Neste primeiro mês de 2019, o Facebook anunciou a remoção de mais de 500 contas ligadas a campanhas de manipulação russa. 471 páginas na própria rede social foram bloqueadas, assim como 41 perfis no Instagram. Todas estavam trabalhando da mesma maneira, compartilhando links de fake news e comprando publicações patrocinadas em regiões citadas como pontos de interesse para o governo de Vladimir Putin. Cerca de US$ 135 mil teriam sido pagos ao Facebook pelos anúncios que fizeram parte da rede de manipulação, que começou a funcionar em outubro de 2013, e teve sua mais recente aquisição de propaganda feita neste mês de janeiro. Todos os posts patrocinados ativos também foram retirados de circulação.

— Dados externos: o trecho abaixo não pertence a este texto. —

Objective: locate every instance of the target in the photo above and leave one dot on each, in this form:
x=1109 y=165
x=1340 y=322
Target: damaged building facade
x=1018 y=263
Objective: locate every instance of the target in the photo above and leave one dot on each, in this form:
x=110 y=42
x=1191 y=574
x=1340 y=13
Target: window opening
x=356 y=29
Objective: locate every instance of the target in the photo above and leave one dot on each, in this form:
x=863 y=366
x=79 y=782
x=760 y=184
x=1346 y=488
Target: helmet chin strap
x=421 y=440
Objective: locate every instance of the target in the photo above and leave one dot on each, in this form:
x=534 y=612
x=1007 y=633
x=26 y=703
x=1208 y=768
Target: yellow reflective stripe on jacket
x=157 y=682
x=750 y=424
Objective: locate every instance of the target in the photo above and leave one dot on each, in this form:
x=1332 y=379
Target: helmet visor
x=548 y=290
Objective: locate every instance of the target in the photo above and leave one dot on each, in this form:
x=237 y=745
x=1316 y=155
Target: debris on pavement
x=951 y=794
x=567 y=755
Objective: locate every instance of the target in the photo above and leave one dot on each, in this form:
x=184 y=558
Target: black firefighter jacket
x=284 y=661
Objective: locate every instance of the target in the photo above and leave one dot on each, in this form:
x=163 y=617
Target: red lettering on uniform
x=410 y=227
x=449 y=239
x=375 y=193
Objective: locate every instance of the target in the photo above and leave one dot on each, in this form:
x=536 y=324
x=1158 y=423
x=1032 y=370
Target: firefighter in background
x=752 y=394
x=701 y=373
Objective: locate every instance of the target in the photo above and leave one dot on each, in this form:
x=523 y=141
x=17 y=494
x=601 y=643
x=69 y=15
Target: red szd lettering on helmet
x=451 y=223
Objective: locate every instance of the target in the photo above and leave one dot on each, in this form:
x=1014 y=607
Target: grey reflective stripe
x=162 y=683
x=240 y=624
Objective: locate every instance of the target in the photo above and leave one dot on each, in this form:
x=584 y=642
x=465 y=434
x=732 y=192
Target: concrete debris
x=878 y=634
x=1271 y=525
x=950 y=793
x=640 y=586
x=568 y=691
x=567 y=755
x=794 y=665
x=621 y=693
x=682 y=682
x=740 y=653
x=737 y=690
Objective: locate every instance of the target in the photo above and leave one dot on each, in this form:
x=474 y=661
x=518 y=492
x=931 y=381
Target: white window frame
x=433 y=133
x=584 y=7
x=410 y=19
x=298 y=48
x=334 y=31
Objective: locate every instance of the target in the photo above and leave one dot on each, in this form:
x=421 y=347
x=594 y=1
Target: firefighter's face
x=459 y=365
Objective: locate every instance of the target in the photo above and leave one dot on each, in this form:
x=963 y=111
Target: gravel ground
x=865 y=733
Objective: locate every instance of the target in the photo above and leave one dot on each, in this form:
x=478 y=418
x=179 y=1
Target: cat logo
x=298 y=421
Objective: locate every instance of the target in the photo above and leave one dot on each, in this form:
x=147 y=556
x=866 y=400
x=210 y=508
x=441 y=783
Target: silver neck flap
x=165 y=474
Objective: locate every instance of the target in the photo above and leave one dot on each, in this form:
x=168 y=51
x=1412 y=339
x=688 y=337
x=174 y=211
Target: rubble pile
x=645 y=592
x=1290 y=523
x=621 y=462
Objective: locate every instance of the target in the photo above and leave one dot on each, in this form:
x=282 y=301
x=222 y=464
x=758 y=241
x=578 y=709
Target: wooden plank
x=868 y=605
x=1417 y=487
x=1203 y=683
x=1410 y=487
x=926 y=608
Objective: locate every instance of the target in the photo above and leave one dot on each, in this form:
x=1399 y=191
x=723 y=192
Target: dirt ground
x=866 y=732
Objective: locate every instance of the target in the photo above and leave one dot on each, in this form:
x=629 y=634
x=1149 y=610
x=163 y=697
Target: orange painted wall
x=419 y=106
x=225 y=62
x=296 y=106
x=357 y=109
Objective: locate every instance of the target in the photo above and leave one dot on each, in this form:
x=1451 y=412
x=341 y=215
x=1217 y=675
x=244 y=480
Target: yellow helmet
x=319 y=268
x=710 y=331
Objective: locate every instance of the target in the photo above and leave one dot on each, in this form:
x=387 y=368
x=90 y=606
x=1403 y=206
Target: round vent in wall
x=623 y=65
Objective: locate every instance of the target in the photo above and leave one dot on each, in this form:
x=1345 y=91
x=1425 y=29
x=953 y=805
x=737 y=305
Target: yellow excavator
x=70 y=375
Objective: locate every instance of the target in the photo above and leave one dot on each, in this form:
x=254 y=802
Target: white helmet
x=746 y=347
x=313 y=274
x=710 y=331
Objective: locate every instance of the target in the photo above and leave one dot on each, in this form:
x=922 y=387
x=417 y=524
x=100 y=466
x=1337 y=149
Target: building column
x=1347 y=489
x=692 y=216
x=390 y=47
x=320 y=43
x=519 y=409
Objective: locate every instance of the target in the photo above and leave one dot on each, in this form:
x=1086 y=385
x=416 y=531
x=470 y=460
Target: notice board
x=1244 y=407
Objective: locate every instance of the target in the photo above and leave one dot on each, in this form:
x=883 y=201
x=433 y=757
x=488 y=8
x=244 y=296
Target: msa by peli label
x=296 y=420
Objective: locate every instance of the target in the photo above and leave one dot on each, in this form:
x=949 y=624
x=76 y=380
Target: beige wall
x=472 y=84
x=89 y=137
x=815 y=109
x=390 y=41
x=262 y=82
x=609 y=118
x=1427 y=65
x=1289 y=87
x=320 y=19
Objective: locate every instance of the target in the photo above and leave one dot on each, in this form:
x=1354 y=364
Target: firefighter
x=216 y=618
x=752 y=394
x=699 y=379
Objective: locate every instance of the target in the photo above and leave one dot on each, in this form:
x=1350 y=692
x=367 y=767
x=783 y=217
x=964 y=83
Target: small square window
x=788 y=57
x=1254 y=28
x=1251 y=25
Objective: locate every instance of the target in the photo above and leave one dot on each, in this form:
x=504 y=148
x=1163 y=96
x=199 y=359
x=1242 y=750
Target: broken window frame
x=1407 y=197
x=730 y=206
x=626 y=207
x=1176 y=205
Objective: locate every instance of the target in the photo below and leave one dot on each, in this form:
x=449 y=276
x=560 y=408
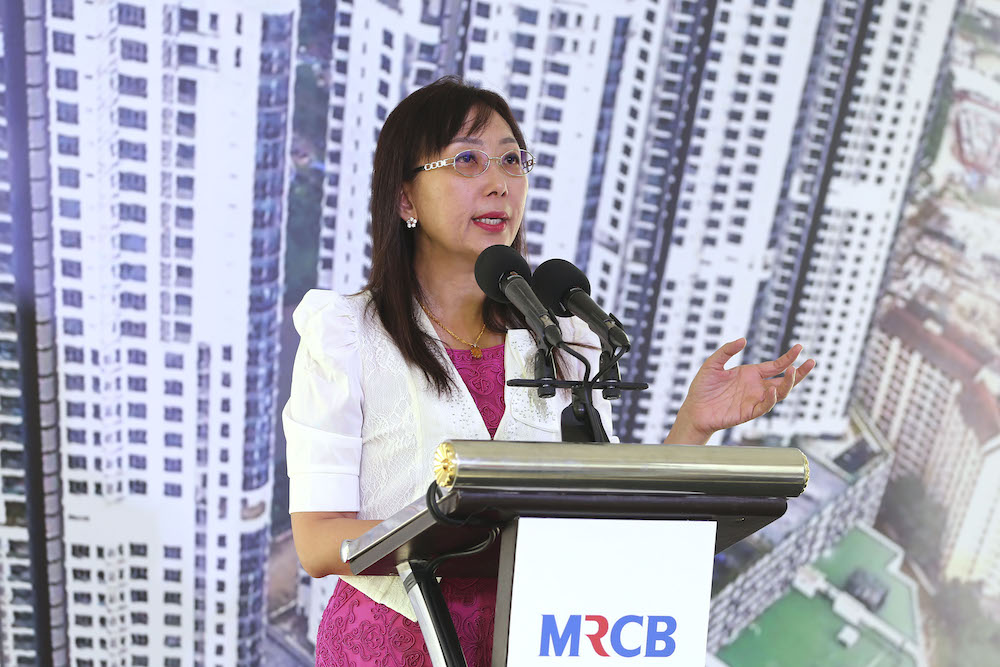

Vale lembrar que, independente de quem venceu, esse risco pode acontecer dos dois lados. Especificamente em eleições muito polarizadas, a tentativa de manipulação acaba acirrando o debate, aflorando os ânimos, e tornando as coisas mais complexas do que elas já são.

Ainda no âmbito político, outro campo para a inteligência artificial – ainda mais polêmico – se refere às iniciativas voltadas para recursos bélicos. O Pentágono tem investido em IA para criar veículos autônomos, drones e uma série de soluções que podem combater no lugar dos soldados. Existe um movimento ativista de paz muito forte para que grandes empresas americanas não se envolvam nisso. Esse movimento começou ano passado quando funcionários da Alphabet, dona do Google, souberam que a empresa estava fornecendo imagens capturadas para que os drones das forças aéreas americanas pudessem avaliar percursos e ser guiados através de algoritmos em guerras que os EUA já estivessem envolvidos.

Por fim, é preciso lembrar de um dos temas mais debatidos no ano passado: as notícias falsas. Com a questão dos deep fakes – que são a utilização de recursos de vídeos onde é possível simular uma pessoa no corpo de outra – há um olhar especial no quesito privacidade. Eventuais escândalos pornográficos ou declarações que não foram feitas por determinada pessoa: tudo que você vê pode ser falso. Existe um movimento grande de combate a esses fakes vídeos, como algoritmos que reconhecem padrões e outras anomalias que caracterizem um fake, mas é inevitável que eventuais desdobramentos aconteçam. Na Índia, ano passado, algumas pessoas foram assassinadas por supostamente estarem envolvidas em raptos de crianças – o que não aconteceu de verdade. Essas pessoas foram linchadas em suas cidades e acabaram morrendo depois de tais acusações sem argumentos reais. Evidentemente isso representa um risco de tensão social, tornando-se algo que deve ser combatido. Por mais que haja recursos tecnológicos disponíveis, existe um componente humano que acaba sendo fundamental.  As pessoas precisarão ser treinadas a desconfiarem, a buscarem sites de referência, dando juízo de valor às notícias falsas que já estão circulando, para conferir se aquilo é verídico ou não.

Assim, como todo esse panorama, é possível mapear os caminhos que esses avanços rápidos da inteligência artificial têm percorrido e quais são os riscos iminentes que a humanidade está exposta. Por mais que esses progressos tragam benefícios a todos, não se pode ignorar quaisquer que sejam os efeitos.

Em 2019, a regulamentação dessas tecnologias deve ser um tema recorrente. Mas o fato é que, com pontos positivos e negativos, o perigo existe. Caberá, mais uma vez, a nós, humanos, encontrar o caminho certo para que os benefícios justifiquem essa jornada.